SISTER is listed as a China/USA production. A man over here recalls life with his sister over there. “She liked to take my toys.” Brothers anywhere will understand and laugh with recognition. But there’s a dark turn that comes up suddenly.
MEMORABLE: This one from France has already won some 30 awards at festivals for its touching impressions of dementia. An old man is at the centre but his world dims and unfocusses, objects de-construct, memories recede and come back as the filmmaker, Bruno Collet, imagines how a victim of Alzheimer’s perceives his condition. He uses stop-motion puppets and computer effects to convey how he images it. It’s not fun, but it is artful and stylish.
KITBULL: Reconciliation is a big theme this year and played here out in a junk-filled alley between an abandoned kitten and an angry dog. They bond as the roll a plastic bottle top back and forth. It’s economical story telling and presumed to be a front runner because its from Pixar.
To fill out the running time to 85 minutes, there are also four runners up in the program. Two of them should have been nominated.
MAESTRO is a rousing two-minute tribute to opera with various wetlands animals performing an aria by Bellini.
HORS PISTE is an uproarious French film about a ski patrol rescue in which everything goes wrong. It reminds me of some of the old Laurel and Hardy shorts.
THE BIRD AND THE WHALE has an orca try to save a bird trapped underwater still in its cage. There’s a union of the souls of two very different creatures.
HENRIETTA BULKOWSKI always looks at the ground because of a deformity but she yearns to fly. A junkyard guard (voiced by Chris Cooper) tries to stop her but then helps her to restore an abandoned plane and get her wish, and ultimately learn a life lesson.
Three more films are now here but weren’t available for me to preview.
THE RHYTHM SECTION: Blake Lively plays a woman looking for revenge after her family is killed in a plane crash. She associates with Jude Law and Sterling K. Brown on her quest.
GRETEL & HANSEL : The horror that was only implied in the fairy tale, is amped up into something called “terrifying evil” in this modernized version.
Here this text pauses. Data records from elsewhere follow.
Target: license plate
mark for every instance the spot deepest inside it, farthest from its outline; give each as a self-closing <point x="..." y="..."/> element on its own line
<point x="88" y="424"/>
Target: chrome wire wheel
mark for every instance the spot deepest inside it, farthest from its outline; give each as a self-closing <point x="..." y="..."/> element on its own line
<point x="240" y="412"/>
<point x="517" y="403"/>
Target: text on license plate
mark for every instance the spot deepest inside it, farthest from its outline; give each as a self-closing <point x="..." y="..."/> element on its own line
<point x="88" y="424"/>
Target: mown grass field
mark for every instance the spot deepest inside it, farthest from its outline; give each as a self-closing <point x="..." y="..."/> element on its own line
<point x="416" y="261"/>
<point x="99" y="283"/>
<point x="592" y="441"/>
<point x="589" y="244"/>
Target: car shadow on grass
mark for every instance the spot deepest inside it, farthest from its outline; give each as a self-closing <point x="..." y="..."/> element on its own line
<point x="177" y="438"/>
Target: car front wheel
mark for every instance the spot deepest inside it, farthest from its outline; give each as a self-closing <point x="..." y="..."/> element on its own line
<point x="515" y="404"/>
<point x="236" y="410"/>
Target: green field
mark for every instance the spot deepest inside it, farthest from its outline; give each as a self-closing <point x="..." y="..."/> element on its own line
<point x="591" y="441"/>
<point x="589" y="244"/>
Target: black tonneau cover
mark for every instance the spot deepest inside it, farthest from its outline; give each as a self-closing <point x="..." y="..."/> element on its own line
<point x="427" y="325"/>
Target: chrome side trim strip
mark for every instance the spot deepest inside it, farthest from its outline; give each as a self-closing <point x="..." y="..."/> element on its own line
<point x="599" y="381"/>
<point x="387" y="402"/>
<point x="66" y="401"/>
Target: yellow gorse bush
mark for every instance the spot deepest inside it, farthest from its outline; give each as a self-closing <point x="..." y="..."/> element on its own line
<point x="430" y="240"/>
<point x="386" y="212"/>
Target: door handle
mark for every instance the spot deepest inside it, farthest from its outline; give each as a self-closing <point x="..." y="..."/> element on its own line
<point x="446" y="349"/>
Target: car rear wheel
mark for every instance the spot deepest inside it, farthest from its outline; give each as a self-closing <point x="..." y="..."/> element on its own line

It was filmed in Ireland but added re-shoots in Langley, possibly because Burnaby’s Bron Studios is one of the production companies behind it. But why they allowed media previews only in Toronto is a mystery.
RABID: The horror-loving Soska sisters, Jen and Sylvia, from here in Vancouver, re-imagine one of David Cronenberg's early films and according to some do him one better. Laura Vandervoort plays Rose a would-be designer in the women's clothing industry. She's in a traffic accident, suffers severe damage to her face and becomes the victim of a mad surgeon with an experimental stem cell treatment. The side effects include a lot of gore.
It's at International Village and coincidentally the original will on late tonight at the Rio, so you could compare if you had a mind to.